I have been serving as the Green Party MEP for the East of England since May last year. Most impressive in that election were the rise in Green Party representation (up from three to seven MEPs) and the spectacular result in Norwich, where the Green vote outstripped all other parties—with a lead of over 3,000 votes over the Labour Party.

Norwich has always known that voting Green is a serious option. Under proportional representation, and in local elections, voting Green gets results. In the Vote for Policies websites, Green policies score highly. One of our key policies—perhaps the most important reason to vote Green, next after the climate—is voting reform. Had this country had Proportional Representation by 2015, we would not be in the pickle we are now in, I submit. And if we don’t get PR now, much more is at risk: the unity of the United Kingdom, for instance; even our representative democracy as such.

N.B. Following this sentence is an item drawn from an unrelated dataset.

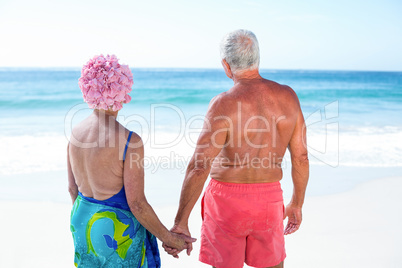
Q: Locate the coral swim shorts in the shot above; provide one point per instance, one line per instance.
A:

In my eight months in office in the European Parliament I have worked on files that affect the whole continent. I’ve spoken on issues from factory farming in Suffolk, to human rights in Hong Kong. I understand ever more clearly how much more powerful we are while we remain in Europe. We need to be agents of change across Europe, at this crucial turning point in the history of our planet; we must transform not just our country, but the whole world. The EU has a powerful role to play here.

My role over the next four years is surely to continue in Europe – to grow in stature and influence there. Should the Tories run off with a majority this week, and push us off the cliff in January, that will be a total disaster. The next struggle begins then.

Suppose I do get elected to Westminster? If so, I would hand over my role in Brussels to the second Green on the list. I’d be glad to work with other like-minded politicians in Westminster to realise as much as possible of our radical and transformative political agenda for the UK. This would enable Norwich to be represented for the views it really holds: proudly pro-Europe, proudly green-minded—but not with an uncritical love of the EU, but rather the desire to work across borders to make something much better, something greener and fairer, kinder and more generous. Green politics is about a desire to bring everyone into harmony with the natural world, with their own better selves, and with the things that restore mental health, physical wellbeing, and a good relationship with others.

What is the Green Party’s political agenda at this election? It’s been called the Green New Deal because in the face of the climate crisis it offers a solution that makes economic sense, and ensures prosperity, not austerity, for all. It’s a Keynesian economic model in that it seeks to borrow, invest, spend, more ambitiously than any other party, to stimulate a lively local economy in which business can flourish. State funding will support green energy, green housing, green transport and good agriculture, fisheries and forestry, but our aim is not economic growth but sustainability and fair distribution. There will be funds for research and development, well-funded schools with small classes freed from the regime of testing, an end to student debt; a universal basic income will provide security for those undertaking a risky venture, creative or self-employed activities, and self-betterment. We’ll have warm dry houses at affordable rents. Low cost public transport will enable people to travel easily to work and school, and roads will be for cycling and walking, not stationary queues of cars

This scale of transformation, scheduled to deliver a carbon-neutral economy by 2030, is tough but not unmanageable. We have a list of ten parliamentary bills to present in the first two years. They include plans to take back the NHS into public hands, ridding it of the privatised services that are leeching its funds; a bill for rent reform, a future generations bill to ensure that all legislation is checked for its effect on lives in the future, and a bill to deliver a sustainable economy. Replacing the Chancellor of the Exchequer with a Carbon Chancellor, and setting the annual budget in terms of the carbon allowance, not a monetary target, will radically change the way we measure success. To solve the mental health crisis we need not just proper funding, short waiting times and full parity of esteem but policies to address the root causes of stress and misery: eliminating Universal Credit, providing an unconditional Basic Income, transforming drug policy, full maintenance for students, freeing up the school curriculum, and redesigning a society in which the gross inequalities of wealth and opportunity that we see now can become nothing more than a tale about a horrendous past we once lived in.